This is correct, there is no particular limitation for the repository size. By default, files larger than 4096 bytes are not saved in the Repository Storage (typically the TAR file), but as plain files on the file system by the Data Store (see Data Store documentation). The Persistance Manager then only stores a file hash in the Repository Storage, so that if a file appears at multiple locations in the repository, it is only saved once on the file system. So really, the limitating factor is mainly the disk drive.
Here are a few additional things that might be useful when working with large data sets:
- The Persistance Manager works incrementally, which offers optimal performance, but in case of many content modifications, there will be some useless content stored. In case this takes too much disk space, you should consider TAR optimization and Data Store garbage collection.
- Making a package of some content duplicates the content into the package, so it roughly duplicates the amount of disk space needed (and package files also end up in the Data Store).

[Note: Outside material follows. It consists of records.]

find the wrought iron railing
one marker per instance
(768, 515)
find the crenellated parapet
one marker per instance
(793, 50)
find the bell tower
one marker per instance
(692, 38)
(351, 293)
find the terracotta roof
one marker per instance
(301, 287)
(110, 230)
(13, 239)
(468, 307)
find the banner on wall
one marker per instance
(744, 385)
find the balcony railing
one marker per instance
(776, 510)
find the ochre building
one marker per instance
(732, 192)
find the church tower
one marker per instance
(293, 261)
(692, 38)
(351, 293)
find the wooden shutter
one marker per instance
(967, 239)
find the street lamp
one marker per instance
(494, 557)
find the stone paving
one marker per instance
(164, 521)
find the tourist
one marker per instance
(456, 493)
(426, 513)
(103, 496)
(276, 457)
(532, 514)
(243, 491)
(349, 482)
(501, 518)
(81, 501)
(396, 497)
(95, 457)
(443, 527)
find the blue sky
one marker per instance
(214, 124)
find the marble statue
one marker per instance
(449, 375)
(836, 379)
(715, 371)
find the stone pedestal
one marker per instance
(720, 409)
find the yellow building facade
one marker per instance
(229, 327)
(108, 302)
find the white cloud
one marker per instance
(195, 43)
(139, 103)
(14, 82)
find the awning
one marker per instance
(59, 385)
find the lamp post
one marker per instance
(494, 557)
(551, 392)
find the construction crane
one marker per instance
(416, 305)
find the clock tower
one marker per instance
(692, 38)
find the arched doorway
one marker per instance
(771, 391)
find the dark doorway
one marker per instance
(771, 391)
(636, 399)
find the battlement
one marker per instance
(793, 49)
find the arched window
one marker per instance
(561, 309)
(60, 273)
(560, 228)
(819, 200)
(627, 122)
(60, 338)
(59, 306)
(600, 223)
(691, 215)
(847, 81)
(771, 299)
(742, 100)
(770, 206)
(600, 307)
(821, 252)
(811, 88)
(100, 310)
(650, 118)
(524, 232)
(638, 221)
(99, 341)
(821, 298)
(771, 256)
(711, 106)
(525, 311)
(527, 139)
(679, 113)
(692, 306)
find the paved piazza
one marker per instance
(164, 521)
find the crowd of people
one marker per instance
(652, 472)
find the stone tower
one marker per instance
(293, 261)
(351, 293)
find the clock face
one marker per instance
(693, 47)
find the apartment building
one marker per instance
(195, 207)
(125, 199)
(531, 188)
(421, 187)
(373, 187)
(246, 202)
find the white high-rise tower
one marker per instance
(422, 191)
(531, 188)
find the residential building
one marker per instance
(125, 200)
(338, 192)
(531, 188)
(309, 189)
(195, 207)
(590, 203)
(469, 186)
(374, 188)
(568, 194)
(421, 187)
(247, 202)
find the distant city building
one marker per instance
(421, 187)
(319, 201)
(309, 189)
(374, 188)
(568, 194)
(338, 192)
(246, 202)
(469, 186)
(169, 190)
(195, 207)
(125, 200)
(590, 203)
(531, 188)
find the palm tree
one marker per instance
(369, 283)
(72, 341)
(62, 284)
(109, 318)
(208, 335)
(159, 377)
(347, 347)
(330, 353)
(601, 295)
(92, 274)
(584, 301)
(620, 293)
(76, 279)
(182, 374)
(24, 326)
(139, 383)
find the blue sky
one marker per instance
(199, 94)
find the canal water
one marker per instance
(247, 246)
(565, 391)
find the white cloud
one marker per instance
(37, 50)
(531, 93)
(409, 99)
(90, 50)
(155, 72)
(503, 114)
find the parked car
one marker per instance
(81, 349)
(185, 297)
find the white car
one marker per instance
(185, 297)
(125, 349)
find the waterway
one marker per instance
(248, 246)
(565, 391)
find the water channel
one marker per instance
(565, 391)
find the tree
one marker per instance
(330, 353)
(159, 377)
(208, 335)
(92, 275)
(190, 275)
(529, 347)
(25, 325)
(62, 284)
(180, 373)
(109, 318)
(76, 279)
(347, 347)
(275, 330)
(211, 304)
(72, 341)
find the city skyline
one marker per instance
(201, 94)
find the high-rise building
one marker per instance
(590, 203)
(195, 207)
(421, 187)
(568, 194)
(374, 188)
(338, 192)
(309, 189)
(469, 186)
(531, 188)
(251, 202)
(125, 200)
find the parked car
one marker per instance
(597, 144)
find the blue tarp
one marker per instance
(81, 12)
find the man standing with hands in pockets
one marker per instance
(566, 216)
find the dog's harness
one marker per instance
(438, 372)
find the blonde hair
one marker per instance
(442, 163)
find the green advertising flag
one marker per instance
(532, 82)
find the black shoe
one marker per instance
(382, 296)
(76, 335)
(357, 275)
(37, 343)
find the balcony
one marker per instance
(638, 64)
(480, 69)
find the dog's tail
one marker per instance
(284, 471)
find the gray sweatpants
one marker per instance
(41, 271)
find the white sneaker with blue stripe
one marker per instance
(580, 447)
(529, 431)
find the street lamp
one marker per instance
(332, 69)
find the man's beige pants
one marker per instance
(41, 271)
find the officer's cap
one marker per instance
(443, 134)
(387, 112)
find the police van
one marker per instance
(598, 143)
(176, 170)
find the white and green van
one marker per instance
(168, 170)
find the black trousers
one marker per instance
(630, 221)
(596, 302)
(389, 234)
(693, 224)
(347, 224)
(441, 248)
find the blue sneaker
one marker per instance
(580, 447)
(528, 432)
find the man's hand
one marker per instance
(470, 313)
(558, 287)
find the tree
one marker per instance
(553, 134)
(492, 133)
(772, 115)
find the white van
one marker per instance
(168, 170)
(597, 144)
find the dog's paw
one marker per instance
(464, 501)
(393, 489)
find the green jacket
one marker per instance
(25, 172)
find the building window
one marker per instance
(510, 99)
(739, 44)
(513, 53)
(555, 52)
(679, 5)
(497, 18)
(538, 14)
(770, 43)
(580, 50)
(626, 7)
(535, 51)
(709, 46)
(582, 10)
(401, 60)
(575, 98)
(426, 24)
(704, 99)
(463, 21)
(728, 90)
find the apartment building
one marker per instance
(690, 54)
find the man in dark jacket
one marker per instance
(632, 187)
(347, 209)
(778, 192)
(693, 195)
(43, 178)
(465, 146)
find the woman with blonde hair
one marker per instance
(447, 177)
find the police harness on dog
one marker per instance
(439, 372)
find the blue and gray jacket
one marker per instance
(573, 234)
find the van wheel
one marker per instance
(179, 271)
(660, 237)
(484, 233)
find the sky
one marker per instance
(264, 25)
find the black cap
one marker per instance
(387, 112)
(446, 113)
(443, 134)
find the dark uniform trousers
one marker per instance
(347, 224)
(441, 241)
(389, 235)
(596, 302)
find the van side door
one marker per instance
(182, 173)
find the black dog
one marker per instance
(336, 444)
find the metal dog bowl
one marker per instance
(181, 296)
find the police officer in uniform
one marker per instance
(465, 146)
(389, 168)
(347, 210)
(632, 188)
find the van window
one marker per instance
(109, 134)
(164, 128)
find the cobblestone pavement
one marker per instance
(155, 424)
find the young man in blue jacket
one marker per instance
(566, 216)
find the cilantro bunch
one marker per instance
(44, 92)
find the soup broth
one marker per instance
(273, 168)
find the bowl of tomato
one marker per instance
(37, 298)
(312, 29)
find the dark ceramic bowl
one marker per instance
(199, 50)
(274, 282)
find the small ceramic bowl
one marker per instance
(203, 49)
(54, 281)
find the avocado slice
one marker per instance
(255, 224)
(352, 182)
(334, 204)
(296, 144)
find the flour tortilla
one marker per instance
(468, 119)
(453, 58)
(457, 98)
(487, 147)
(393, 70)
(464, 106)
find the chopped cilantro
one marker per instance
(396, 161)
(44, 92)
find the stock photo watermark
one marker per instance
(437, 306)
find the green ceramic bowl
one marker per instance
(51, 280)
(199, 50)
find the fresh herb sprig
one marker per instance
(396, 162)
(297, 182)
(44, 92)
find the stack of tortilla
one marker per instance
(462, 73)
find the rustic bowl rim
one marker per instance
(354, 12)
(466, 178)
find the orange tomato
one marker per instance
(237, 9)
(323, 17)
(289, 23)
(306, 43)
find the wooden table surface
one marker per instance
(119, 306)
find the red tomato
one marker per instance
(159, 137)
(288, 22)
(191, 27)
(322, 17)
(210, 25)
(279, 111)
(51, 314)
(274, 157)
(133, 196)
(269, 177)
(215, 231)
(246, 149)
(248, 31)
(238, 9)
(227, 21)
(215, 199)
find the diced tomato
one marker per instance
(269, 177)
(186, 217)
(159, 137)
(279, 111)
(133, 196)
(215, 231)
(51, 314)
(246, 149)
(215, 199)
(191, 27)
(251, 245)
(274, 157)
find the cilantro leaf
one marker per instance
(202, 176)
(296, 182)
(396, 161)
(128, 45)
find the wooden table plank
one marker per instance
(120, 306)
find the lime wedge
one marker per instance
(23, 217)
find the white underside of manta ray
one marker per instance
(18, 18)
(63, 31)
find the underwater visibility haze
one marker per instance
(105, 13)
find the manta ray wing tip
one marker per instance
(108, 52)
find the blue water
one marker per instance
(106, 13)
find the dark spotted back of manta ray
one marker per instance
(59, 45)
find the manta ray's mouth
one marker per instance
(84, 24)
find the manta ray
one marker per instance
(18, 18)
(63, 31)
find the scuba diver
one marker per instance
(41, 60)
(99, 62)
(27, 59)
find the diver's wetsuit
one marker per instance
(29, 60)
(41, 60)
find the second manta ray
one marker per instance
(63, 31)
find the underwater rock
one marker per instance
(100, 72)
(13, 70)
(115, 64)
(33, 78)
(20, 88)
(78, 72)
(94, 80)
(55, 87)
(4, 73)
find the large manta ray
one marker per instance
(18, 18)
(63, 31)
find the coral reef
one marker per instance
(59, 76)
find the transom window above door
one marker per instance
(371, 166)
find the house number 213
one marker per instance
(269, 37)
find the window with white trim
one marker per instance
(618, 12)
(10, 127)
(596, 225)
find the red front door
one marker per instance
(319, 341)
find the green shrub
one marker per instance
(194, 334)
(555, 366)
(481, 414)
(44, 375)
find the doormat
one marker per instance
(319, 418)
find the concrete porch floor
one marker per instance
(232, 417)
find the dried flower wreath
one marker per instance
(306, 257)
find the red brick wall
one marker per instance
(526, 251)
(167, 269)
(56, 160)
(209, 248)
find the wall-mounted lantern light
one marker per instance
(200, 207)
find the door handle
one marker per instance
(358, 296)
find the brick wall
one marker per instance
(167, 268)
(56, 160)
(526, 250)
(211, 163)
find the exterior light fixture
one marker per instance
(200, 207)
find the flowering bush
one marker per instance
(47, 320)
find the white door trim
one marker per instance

- If you start uploading a lot of content to your instance, you should have optimized workflows to do only what is needed (basically, each workflow rendering an asset will need to load the asset in memory). If you want to optimize the data in your repository, you could also remove the original asset once it's renditions have been done.
- You should avoid having content structures with more than a thousand of nodes on the same level in the hierarchy (as you already know).
- If you have a lot of content that doesn't need to be searchable, configure your search indexing accordingly.
But finally I'd like to say that when working with very large data sets, it is always a good idea to setup a test environment with realistic content and test the different cases, such as feeding new data into the system, authoring, web access, replication, backup, etc. In case you reach some limits, we will work with you to identify and optimize the bottlenecks.